In other embodiment, the outputting processor 130 classifies the data into a single mode, an additive mode or a product mode according to the distributions of the iPDF partial sum spectrum.
In other embodiment, the analyzing processor 120 chooses a non-continue distribution part of the iPDF partial sum spectrum, compares the non-continue distribution part of the iPDF partial sum spectrum with the iPDF component spectrum to determine a variation probability density function.
The invention provides the new iPDF achieves by adding a new dimension to examine phenomena separated by scales for studying the probability structure in great details even with a dominant components. The probability distribution reveals the details of the constituting components and the underlying processes. In particular, the iPDF provides more detailed nuanced presentations of the probability density as a function of the intrinsic scales of the data both in component-wise and also in the partial sums.

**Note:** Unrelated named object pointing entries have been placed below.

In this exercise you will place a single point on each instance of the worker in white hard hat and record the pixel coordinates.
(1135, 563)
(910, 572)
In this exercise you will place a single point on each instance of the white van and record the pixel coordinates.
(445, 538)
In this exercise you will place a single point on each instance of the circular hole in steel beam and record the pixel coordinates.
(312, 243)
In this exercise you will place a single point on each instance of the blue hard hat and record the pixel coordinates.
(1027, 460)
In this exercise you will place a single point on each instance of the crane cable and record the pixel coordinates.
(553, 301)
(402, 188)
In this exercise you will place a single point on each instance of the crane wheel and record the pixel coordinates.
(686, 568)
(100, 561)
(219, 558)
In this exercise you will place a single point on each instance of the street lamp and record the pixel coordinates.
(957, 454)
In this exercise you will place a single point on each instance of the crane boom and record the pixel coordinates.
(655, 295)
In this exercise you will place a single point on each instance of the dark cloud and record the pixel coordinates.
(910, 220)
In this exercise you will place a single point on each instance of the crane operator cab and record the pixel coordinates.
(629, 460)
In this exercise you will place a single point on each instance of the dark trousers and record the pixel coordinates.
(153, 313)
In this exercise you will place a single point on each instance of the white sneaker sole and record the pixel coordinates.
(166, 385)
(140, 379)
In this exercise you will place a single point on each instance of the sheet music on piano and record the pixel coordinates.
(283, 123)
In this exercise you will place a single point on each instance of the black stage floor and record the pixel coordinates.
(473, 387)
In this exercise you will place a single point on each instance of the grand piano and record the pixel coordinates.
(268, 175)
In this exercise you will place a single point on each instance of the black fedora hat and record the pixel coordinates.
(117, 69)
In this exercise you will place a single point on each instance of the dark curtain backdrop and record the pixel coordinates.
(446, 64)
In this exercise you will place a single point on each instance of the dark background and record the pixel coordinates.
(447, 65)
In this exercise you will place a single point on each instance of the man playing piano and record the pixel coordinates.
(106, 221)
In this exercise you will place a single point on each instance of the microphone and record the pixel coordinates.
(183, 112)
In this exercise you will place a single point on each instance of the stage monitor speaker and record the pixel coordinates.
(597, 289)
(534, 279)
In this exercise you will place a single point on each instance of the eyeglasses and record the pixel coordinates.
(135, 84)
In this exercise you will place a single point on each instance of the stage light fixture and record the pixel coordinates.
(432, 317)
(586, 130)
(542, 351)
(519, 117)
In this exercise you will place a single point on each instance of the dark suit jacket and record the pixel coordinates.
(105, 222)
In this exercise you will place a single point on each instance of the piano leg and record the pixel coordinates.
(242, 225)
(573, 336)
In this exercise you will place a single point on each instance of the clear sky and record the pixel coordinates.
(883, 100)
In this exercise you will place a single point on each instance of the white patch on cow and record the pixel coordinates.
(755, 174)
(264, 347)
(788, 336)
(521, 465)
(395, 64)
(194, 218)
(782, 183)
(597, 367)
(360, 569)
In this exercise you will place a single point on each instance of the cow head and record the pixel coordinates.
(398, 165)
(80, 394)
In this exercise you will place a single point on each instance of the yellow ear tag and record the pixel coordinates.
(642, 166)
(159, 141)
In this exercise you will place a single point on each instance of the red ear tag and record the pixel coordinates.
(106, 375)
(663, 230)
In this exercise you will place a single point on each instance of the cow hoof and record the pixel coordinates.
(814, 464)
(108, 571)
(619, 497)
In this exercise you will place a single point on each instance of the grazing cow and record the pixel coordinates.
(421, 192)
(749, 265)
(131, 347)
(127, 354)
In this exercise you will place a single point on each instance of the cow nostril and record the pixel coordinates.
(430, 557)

The iPDF offers a powerful tool to study the data imbedded with multi-scale variations as in the LOD data. The iPDF reveals the intrinsic probabilistic characteristics of all the scales involved, even if the data is stationary. Furthermore, iPDF provides any non-stationary data with strong trend, for the EMD would detrend the data in various IMF components, the data with various partial sums and not only provides probability distribution, but also with nuance. The iPDF would not be limited to stationary processes but also extends the probability studying to data into the non-stationary processes. Therefore, the method and system for data analyzing enables to examine the intrinsic probabilistic properties in great details for both stationary and non-stationary processes.
It should be emphasized that the above-described embodiments of the present disclosure are merely possible examples of implementations set forth for a clear understanding of the principles of the disclosure. Many variations and modifications may be made to the above-described embodiment(s) without departing substantially from the spirit and principles of the disclosure. All such modifications and variations are intended to be included herein within the scope of this disclosure and protected by the following claims.